500 mg orally 3 times a day or 875 mg orally twice a day for six months
Initial treatment of actinomycosis should include high dose parenteral penicillin G or ampicillin for 4 to 6 weeks, followed by appropriate oral therapy.

Usual Adult Dose for Anthrax Prophylaxis

500 mg orally every 8 hours

Oral amoxicillin is not considered first-line treatment for anthrax prophylaxis; it may, however, be used to complete a 60-day prophylactic course after 10 to 14 days of ciprofloxacin or doxycycline in pregnant or lactating patients or in patients with contraindications to the other two agents. The total duration of antimicrobial therapy is 60 days.

Usual Adult Dose for Cutaneous Bacillus anthracis

Treatment for confirmed cases of cutaneous Bacillus anthracis infection: 500 mg orally three times a day

Oral amoxicillin is not considered first-line treatment for the treatment of cutaneous anthrax; it may, however, be used to complete the treatment course once clinical response to ciprofloxacin or doxycycline has been observed or if the patient has contraindications to the other two agents. The total duration of antimicrobial therapy is 60 days.

Usual Adult Dose for Bacterial Endocarditis Prophylaxis

2 g orally given one hour prior to the procedure

Amoxicillin is considered the standard agent for prophylaxis against bacterial endocarditis in at-risk individuals undergoing certain dental, oral, respiratory tract or esophageal procedures.

Amoxicillin is not appropriate as endocarditis prophylaxis for patients identified as high-risk, including those with prosthetic heart valves, prior endocarditis, and those who have had surgically constructed systemic shunts or conduits.

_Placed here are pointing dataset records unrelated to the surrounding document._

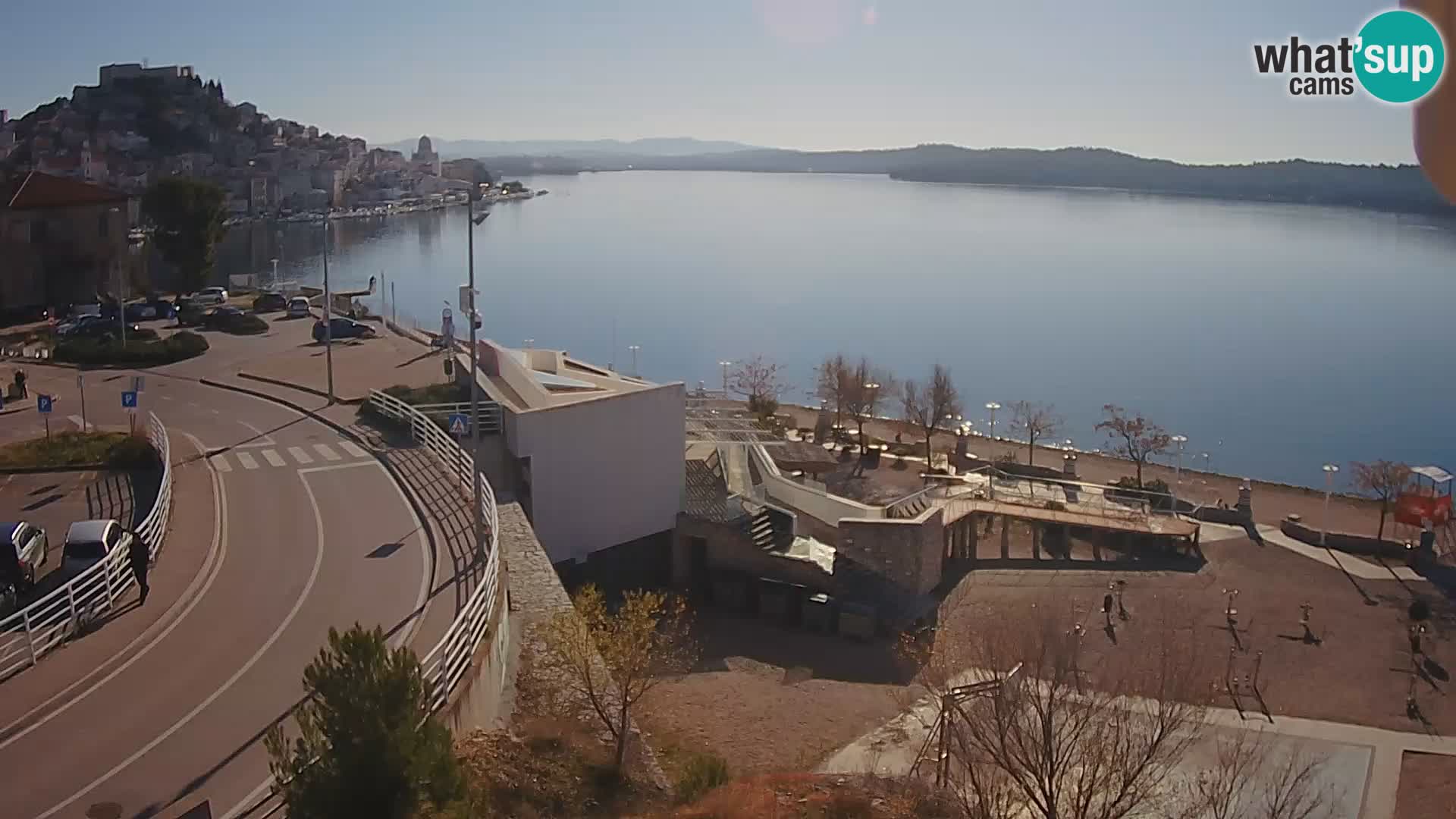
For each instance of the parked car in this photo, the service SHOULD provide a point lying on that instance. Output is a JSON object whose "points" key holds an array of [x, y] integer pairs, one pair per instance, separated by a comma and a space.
{"points": [[270, 302], [24, 550], [299, 308], [220, 318], [88, 542], [341, 327], [210, 297]]}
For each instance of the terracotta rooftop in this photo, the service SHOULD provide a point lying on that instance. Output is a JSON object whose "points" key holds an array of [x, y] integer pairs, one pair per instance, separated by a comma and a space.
{"points": [[44, 191]]}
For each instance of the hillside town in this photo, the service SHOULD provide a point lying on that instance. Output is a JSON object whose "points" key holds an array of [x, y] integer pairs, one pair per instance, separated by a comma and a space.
{"points": [[140, 123]]}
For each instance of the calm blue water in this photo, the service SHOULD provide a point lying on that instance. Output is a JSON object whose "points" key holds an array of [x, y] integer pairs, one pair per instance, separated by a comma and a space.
{"points": [[1274, 337]]}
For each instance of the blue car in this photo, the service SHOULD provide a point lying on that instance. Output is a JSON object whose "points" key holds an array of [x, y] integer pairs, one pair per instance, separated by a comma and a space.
{"points": [[343, 328]]}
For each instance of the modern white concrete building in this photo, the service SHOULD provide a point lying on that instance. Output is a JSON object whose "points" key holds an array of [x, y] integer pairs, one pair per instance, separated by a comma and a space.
{"points": [[596, 458]]}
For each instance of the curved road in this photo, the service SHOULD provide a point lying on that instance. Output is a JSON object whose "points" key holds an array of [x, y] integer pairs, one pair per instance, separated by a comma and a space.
{"points": [[310, 534]]}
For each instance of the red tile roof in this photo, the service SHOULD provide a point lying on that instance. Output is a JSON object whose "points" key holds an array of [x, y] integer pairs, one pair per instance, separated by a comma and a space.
{"points": [[42, 191]]}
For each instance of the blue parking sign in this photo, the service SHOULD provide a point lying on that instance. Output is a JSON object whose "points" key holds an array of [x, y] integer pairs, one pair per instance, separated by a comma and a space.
{"points": [[459, 425]]}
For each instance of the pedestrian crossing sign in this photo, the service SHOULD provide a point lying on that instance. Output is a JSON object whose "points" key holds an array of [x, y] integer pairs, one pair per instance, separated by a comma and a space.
{"points": [[459, 425]]}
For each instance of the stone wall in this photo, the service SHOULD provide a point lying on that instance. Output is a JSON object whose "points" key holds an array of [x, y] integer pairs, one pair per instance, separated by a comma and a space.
{"points": [[906, 551], [1345, 541]]}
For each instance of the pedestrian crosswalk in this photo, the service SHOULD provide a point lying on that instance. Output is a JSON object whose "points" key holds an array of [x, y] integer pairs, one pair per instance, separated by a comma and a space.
{"points": [[246, 460]]}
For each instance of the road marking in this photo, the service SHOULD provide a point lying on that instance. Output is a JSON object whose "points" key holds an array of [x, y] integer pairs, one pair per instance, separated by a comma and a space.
{"points": [[212, 569], [403, 637], [202, 706]]}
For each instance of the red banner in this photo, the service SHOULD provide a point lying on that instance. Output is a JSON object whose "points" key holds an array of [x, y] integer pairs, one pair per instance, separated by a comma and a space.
{"points": [[1417, 509]]}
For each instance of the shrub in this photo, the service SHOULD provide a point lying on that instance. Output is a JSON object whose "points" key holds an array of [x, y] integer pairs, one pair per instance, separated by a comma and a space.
{"points": [[98, 353], [701, 774]]}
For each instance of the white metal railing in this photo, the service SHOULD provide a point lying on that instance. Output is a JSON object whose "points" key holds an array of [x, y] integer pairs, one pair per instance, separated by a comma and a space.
{"points": [[447, 662], [44, 624]]}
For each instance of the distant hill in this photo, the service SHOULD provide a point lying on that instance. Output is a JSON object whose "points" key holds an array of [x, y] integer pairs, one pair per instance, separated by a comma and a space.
{"points": [[574, 149], [1402, 188]]}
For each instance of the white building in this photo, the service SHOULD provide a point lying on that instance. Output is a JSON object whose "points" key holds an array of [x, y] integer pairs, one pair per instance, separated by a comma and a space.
{"points": [[596, 458]]}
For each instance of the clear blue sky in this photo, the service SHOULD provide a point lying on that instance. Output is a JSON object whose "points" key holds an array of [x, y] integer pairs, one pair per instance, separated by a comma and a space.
{"points": [[1147, 76]]}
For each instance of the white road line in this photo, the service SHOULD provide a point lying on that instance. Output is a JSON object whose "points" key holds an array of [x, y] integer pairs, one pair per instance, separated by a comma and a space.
{"points": [[202, 706], [210, 569]]}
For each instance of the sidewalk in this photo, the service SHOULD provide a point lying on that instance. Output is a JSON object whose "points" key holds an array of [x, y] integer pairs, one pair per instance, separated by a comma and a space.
{"points": [[1350, 751], [175, 579]]}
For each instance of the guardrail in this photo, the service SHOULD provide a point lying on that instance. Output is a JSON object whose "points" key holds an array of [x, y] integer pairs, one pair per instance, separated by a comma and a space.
{"points": [[447, 662], [47, 623]]}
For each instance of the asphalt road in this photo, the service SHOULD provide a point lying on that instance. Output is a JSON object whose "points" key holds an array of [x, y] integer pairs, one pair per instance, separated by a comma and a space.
{"points": [[312, 534]]}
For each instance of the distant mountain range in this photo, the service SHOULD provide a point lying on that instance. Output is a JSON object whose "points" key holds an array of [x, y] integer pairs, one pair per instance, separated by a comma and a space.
{"points": [[1398, 188], [574, 149]]}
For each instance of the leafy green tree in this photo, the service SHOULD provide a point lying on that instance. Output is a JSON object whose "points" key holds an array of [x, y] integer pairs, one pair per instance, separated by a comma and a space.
{"points": [[188, 216], [367, 744]]}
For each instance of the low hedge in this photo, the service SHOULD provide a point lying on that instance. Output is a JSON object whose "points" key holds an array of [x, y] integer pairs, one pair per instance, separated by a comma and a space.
{"points": [[96, 353], [118, 450]]}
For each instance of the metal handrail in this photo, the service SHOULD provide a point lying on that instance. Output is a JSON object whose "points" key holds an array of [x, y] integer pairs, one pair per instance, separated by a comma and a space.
{"points": [[44, 624], [449, 661]]}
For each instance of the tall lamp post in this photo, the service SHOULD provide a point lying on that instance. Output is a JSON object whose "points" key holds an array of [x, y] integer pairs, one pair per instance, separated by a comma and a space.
{"points": [[472, 222], [1329, 483], [328, 312], [1178, 442]]}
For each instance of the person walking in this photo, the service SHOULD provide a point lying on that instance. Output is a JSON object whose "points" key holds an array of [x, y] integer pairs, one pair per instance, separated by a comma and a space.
{"points": [[140, 561]]}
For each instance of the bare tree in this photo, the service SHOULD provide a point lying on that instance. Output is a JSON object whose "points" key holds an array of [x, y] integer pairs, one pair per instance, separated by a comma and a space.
{"points": [[865, 388], [929, 404], [832, 384], [1034, 422], [607, 659], [1133, 436], [1382, 480], [761, 382], [1076, 738]]}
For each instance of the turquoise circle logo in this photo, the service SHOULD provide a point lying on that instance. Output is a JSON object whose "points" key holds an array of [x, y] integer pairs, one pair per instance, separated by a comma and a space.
{"points": [[1401, 55]]}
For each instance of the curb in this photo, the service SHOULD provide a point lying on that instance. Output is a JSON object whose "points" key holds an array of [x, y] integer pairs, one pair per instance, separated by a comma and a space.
{"points": [[394, 474], [286, 385]]}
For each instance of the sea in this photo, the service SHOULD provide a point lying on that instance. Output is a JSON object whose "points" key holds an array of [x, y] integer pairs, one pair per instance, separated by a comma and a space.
{"points": [[1274, 337]]}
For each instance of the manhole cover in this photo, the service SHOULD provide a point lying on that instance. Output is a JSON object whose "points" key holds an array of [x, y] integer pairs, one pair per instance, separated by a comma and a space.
{"points": [[104, 811]]}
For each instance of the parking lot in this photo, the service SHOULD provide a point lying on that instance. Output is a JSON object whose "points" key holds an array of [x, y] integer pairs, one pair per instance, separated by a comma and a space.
{"points": [[55, 500]]}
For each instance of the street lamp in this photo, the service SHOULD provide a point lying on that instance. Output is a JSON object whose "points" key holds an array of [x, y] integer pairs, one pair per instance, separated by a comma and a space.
{"points": [[1178, 441], [472, 222], [1329, 483]]}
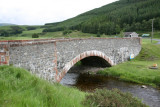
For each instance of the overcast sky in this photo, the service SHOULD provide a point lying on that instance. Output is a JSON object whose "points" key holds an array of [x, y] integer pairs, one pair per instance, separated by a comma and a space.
{"points": [[39, 12]]}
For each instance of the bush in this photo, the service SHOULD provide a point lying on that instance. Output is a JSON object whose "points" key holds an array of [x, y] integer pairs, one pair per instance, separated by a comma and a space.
{"points": [[112, 98], [98, 34], [67, 32], [31, 27], [35, 35]]}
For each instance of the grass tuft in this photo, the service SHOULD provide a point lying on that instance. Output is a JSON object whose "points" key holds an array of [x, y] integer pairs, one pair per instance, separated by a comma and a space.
{"points": [[18, 88]]}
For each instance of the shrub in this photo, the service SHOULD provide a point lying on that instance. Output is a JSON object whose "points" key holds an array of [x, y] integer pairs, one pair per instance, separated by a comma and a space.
{"points": [[98, 34], [67, 32], [112, 98], [35, 35]]}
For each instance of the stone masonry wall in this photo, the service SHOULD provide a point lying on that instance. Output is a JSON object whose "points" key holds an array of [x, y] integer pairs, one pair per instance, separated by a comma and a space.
{"points": [[50, 59]]}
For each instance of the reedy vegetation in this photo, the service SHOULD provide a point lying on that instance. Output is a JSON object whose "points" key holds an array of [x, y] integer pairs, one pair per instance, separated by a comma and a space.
{"points": [[137, 70]]}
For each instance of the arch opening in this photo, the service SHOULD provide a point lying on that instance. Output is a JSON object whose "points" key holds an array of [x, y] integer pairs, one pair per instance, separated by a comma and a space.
{"points": [[95, 61], [89, 58]]}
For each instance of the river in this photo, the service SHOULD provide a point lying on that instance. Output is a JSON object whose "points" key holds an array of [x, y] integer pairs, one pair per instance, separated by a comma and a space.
{"points": [[85, 82]]}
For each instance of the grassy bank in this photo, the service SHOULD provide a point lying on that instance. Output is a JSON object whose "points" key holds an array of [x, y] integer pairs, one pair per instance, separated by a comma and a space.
{"points": [[137, 70], [18, 88]]}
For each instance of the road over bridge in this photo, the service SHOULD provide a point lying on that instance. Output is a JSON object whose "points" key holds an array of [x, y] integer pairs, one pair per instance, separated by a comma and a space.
{"points": [[51, 59]]}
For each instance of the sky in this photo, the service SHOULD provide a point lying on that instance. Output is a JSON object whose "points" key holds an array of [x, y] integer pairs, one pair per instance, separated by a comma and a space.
{"points": [[39, 12]]}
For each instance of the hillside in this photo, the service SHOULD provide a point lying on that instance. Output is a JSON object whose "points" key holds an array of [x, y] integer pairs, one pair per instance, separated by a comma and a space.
{"points": [[6, 24], [126, 15]]}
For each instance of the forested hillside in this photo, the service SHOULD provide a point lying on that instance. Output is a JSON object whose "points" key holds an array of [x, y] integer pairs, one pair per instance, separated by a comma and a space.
{"points": [[126, 15]]}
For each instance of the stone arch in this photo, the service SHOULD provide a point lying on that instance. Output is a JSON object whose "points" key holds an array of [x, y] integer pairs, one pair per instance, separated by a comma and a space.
{"points": [[80, 57]]}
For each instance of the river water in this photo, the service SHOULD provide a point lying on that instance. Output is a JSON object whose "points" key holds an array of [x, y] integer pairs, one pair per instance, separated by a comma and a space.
{"points": [[85, 82]]}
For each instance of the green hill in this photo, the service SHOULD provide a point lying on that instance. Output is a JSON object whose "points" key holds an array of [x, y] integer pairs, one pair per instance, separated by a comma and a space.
{"points": [[126, 15], [6, 24]]}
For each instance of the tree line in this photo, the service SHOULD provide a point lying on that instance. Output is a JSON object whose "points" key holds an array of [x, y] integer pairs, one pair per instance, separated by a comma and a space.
{"points": [[123, 15]]}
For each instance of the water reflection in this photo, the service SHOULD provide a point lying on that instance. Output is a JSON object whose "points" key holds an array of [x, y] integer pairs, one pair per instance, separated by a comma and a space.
{"points": [[85, 82]]}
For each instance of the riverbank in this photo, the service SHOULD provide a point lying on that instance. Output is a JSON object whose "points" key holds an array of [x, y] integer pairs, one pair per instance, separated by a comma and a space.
{"points": [[18, 88], [137, 70]]}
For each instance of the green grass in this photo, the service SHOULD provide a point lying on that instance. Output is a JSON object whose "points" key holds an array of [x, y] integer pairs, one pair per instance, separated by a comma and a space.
{"points": [[18, 88], [137, 70], [112, 98]]}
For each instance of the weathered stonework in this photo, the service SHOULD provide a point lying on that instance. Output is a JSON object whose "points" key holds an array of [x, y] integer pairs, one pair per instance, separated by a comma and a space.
{"points": [[51, 59]]}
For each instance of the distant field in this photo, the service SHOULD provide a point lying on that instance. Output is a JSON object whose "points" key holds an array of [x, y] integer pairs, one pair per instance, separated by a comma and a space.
{"points": [[27, 34]]}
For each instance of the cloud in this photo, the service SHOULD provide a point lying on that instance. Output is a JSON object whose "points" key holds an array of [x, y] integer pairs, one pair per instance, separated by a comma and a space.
{"points": [[38, 12]]}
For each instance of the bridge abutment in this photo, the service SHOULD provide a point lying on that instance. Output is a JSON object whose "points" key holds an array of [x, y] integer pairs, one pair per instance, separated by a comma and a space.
{"points": [[51, 59]]}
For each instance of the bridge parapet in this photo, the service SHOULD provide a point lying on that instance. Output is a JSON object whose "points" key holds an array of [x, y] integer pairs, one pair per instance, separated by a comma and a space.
{"points": [[52, 58]]}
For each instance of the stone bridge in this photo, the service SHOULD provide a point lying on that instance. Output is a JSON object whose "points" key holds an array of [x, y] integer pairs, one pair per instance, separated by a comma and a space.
{"points": [[51, 59]]}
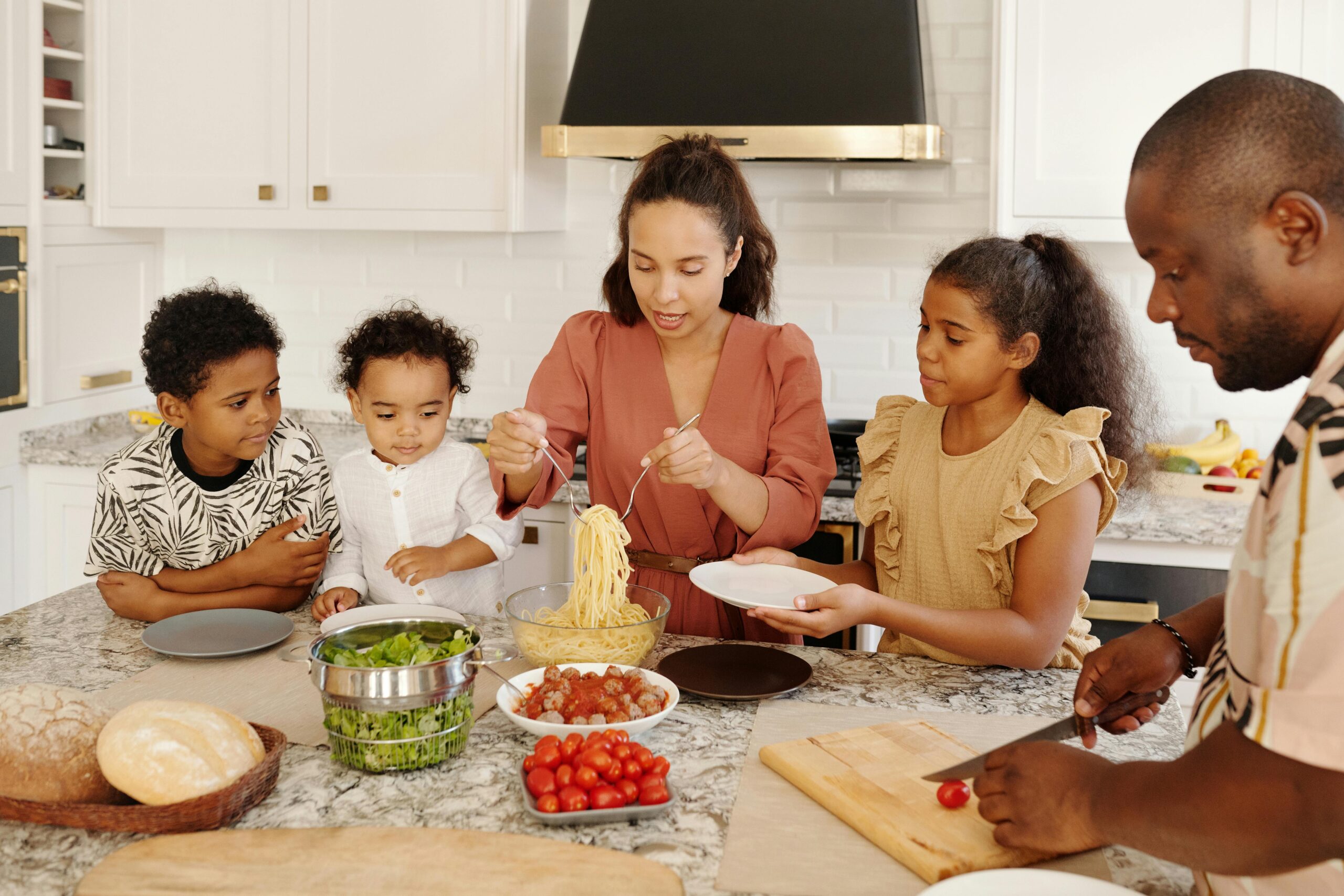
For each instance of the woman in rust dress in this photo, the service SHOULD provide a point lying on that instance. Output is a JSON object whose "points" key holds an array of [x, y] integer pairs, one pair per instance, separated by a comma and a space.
{"points": [[682, 338]]}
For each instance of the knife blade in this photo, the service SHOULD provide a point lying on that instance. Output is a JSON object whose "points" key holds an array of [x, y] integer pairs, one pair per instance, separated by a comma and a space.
{"points": [[1062, 730]]}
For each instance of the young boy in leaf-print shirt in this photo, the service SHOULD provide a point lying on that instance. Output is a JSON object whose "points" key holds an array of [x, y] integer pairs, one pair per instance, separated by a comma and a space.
{"points": [[227, 504]]}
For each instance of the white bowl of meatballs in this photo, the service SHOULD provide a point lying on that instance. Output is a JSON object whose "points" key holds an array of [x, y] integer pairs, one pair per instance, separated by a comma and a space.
{"points": [[588, 696]]}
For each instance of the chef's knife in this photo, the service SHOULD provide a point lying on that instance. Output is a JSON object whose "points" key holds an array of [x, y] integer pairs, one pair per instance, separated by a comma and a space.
{"points": [[1072, 727]]}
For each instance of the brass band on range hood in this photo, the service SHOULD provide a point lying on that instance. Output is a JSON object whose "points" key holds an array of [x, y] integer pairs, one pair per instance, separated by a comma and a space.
{"points": [[909, 143]]}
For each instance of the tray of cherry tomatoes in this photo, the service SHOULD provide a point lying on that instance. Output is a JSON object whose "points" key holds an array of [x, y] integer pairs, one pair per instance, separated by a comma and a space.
{"points": [[596, 779]]}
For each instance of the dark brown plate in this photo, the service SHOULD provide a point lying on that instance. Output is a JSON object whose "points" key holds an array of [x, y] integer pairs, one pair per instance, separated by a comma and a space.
{"points": [[736, 671]]}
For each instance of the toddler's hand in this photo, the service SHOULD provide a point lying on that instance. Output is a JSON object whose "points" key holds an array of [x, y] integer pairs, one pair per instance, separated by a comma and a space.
{"points": [[334, 601], [517, 440], [420, 563]]}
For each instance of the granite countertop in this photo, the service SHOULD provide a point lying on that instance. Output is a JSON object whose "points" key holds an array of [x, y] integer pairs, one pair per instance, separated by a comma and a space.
{"points": [[1147, 518], [75, 640]]}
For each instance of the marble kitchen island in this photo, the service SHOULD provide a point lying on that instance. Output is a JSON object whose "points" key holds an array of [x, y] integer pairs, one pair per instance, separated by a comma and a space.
{"points": [[75, 640]]}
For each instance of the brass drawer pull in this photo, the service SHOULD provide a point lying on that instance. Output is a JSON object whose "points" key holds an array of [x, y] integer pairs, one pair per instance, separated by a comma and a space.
{"points": [[105, 379]]}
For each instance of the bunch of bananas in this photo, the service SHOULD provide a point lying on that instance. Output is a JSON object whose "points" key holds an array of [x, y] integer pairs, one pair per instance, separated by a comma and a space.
{"points": [[1220, 448]]}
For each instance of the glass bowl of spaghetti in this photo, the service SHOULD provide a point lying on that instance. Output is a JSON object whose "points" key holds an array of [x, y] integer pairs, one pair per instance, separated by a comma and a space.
{"points": [[546, 637]]}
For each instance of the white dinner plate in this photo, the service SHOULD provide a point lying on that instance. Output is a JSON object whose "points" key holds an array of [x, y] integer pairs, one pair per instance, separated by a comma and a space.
{"points": [[507, 700], [380, 612], [759, 585], [1025, 882]]}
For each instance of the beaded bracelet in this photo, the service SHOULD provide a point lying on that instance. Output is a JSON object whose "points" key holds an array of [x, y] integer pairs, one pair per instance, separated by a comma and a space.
{"points": [[1190, 659]]}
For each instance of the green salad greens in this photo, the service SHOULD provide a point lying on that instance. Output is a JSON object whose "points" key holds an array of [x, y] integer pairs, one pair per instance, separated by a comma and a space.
{"points": [[443, 726], [405, 649]]}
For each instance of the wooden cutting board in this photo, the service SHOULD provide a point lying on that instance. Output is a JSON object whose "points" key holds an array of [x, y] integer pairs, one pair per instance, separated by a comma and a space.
{"points": [[320, 861], [261, 687], [834, 859]]}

These patients should receive appropriate parenteral antimicrobial therapy.

Usual Adult Dose for Chlamydia Infection

500 mg orally 3 times a day for 7 days in pregnant patients as an alternative to erythromycin in macrolide-sensitive individuals

Amoxicillin does not have reliable activity against Chlamydia trachomatis.

Usual Adult Dose for Cystitis

250 to 500 mg orally 3 times a day for 3 to 7 days; alternatively, 500 to 875 mg orally twice a day may be administered

Usual Adult Dose for Urinary Tract Infection

250 to 500 mg orally 3 times a day for 3 to 7 days; alternatively, 500 to 875 mg orally twice a day may be administered

Usual Adult Dose for Helicobacter pylori Infection

1 g orally 2 to 3 times a day for 14 days
Amoxicillin is used in combination with metronidazole and bismuth subsalicylate or with clarithromycin and a proton-pump inhibitor such as omeprazole or lansoprazole.

Usual Adult Dose for Lyme Disease - Arthritis

500 mg orally 3 times a day for 14 to 30 days
Early Lyme disease is often treated with an oral antibiotic such as doxycycline, cefuroxime or azithromycin, all of which are active against Borrelia burgdorferi. If amoxicillin is used, clinicians may wish to add probenecid, although the benefit of this addition is uncertain.

Up to 15% of patients with Lyme disease experience the Jarisch-Herxheimer reaction (increased fever, increased flushing rash, and increased pain) during the first 24 hours of therapy. This reaction is self-limiting, does not necessarily reflect true allergy to amoxicillin, and may be reduced in intensity by premedication with aspirin and/or prednisone.

Usual Adult Dose for Lyme Disease - Carditis

500 mg orally 3 times a day for 14 to 30 days
Early Lyme disease is often treated with an oral antibiotic such as doxycycline, cefuroxime or azithromycin, all of which are active against Borrelia burgdorferi. If amoxicillin is used, clinicians may wish to add probenecid, although the benefit of this addition is uncertain.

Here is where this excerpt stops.